I rarely find time for any "cause" other than my work, and up until now I've given the A.M.A. cart blanche and, as they would advise, I've largely dismissed "medical problem" internet forums as misguided or misinformed. But in the end this forum probably saved me just in time from my personal Zocor disaster.
I'm adding this post because I experienced a wide range of unusual symptoms that were originally mild and easy to ignore, but which later erupted in intensity and nearly destroyed my ability to function. Based on what happened to me, IT IS VITAL THAT PATIENTS REALIZE THAT STATIN DAMAGE MAY NOT MANIFEST FOR SEVERAL YEARS. WHEN IT DOES, IT MAY BE TOO LATE. WHEN YOU STOP TAKING A STATIN, YOU MAY ONLY SEE SLIGHT IMPROVEMENT UNTIL SEVERAL WEEKS HAVE PASSED. I've now been off Zocor now for 4 months, and am yet only about 70-percent recovered. I still have frequent relapses but they are decreasing in intensity. Never did my primary doctor consider that Zocor would have any side-effect except muscle damage.
The things I experienced on Zocor were entirely new and "bizarre" to me. No medical diagnostic could find anything wrong. Among the many remedies I tried, the only thing to have any positive effect was stopping Zocor, and since then the progress has been steady (but slower than I'd like).
MY STORY
I'm a 52 year-old male professional (PhD Electrical Engineering). I've always been fit, active, and high-energy in lifestyle. I was put on 20 mg Zocor 4 years ago for slightly elevated cholesterol. The first 3.5 years seemed okay. Then, in January 2006 the big problems began.
It began as waking up at night disoriented. I couldn't find the bathroom and would walk into walls. Then a few weeks later I had a supposed "panic attack" (according to my doctor) where I awoke at 4 AM with bradychardia, feelings of suffocation, and excessive sweating above the shoulders. Initially thought to be a heart-attack, all cardio tests came out fine. From late January to late March I went into a too-high-adrenaline phase, rarely getting to sleep before 4 AM. Also upper stomach pain lasting from dinner until 4 AM. All gastro tests came out fine, except the Dr. felt that I had slow digestive motility for unexplained reasons. My ears began ringing at about that same time. I lost tactile sensation on the bottoms of my feet and in my fingertips. I experienced muscle tremors and a feeling of pulsation throughout my body (which lasted for months), at about 4x my heart rate (4 Hz). In March my visual field began to pulsate in brightness in lockstep with the body pulsing sensation. At night flashes would occur just as I was falling asleep, forcing me out of sleep. Also in March I developed exertional intolerance, in which all of the above symptoms would go into high gear for 48 hours straight after exercise, causing me to abandon a lifelong exercise regimen. My motion under load also became jerky rather than fluid, although the muscle strength seemed unreduced. (I did have the often-reported chronic muscle pain between the shoulder blades by this time, as well as in the back of the neck.)

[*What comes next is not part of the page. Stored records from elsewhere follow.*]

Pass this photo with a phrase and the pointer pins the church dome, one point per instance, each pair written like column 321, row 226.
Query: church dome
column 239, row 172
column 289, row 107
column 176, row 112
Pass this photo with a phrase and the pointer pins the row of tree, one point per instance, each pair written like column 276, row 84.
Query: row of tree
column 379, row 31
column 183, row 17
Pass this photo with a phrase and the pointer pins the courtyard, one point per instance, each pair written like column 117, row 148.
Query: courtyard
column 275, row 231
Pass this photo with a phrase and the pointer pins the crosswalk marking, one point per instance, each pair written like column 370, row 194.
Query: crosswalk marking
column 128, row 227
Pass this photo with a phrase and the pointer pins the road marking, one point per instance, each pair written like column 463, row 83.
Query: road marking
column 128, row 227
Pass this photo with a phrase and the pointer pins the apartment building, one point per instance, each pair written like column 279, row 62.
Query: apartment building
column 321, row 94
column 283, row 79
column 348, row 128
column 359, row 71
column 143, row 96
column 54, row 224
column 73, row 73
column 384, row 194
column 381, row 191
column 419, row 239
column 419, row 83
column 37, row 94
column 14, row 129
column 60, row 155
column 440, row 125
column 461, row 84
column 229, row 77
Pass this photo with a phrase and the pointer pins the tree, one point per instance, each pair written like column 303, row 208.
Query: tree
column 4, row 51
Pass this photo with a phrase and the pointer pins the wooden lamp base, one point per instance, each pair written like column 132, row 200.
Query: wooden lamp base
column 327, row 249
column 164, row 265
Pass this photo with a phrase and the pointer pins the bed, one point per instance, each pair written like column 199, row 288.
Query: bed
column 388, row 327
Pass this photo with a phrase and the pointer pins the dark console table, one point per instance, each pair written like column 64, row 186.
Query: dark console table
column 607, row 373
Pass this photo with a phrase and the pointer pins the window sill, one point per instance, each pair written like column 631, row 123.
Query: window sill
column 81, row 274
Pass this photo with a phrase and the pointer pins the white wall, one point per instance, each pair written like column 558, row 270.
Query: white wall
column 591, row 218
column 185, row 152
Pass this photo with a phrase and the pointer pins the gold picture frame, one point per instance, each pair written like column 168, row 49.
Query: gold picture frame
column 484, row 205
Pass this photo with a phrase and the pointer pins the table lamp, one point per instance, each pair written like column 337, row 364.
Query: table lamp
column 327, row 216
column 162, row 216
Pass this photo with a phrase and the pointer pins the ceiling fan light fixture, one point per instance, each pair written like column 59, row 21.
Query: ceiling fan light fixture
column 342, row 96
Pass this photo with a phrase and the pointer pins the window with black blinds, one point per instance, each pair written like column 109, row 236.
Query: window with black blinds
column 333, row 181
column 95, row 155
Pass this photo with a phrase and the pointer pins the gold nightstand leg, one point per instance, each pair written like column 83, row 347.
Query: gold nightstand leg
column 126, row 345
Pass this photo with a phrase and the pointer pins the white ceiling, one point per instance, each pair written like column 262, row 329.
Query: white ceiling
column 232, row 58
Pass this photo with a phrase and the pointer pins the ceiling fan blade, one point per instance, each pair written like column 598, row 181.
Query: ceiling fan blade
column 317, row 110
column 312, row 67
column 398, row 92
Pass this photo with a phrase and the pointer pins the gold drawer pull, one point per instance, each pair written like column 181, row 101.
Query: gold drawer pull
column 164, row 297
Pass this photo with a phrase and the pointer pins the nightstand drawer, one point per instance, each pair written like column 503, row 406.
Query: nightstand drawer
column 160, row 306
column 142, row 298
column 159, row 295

In late March add to the above the following symptoms: My teeth began to chatter, with varying intensity at various times of day, and at about the same time my right eye began having problems focusing. I sometimes would see double, and at other times I experienced nystigmus bad enough to impede my ability to read. My sensations and mood became remote, which I described to my wife as feeling I was "trapped inside a bell jar." I was also experiencing random hot-flash sensations in my limbs. I was perpetually exhausted. My energy level, my ability to concentrate, and my verbal skills were impeded to the point that I was taking vacation time liberally just to maintain functioning.
In April I discovered your web site and the many other internet resources addressing statin adverse effects. I took my last Zocor on April 15. My problems by then seemed so intractable that I doubted that stopping the Zocor would be the needed solution, but I did so as an experiment. As for recovery, it is now August 15 and I can state that all of the above problems have decreased markedly. But progress is measured in months, not weeks. My teeth still chatter at times. The tinnitus I thought I'd spend the rest of my life with is now gone most of the time! My sleeping is improved but I still need Lunesta every night (but at least now it works!). My ability to concentrate and stay on-task are improved but still leave much to be desired.
Best of all, I have been able to resume exercising with minimal adverse effects!
As I am now in the fifth month of my statin-stopping experiment, it is becoming clear that the statin was indeed the cause of all these problems. What's particularly alarming is that it touched so many aspects of my living experience, from autonomic to cognitive to emotional. Many of the side-effects were subtle, damaging mood and perception, and creating a feeling of helplessness and being gradually isolated from the vitality of life itself. How can we possibly quantify these things just outside our conscious grip, into a measurable metric that could be used in deeper studies of statins?
I hope my story can be of help to others who may be going through similar frightening experiences, with no apparent medical explanation.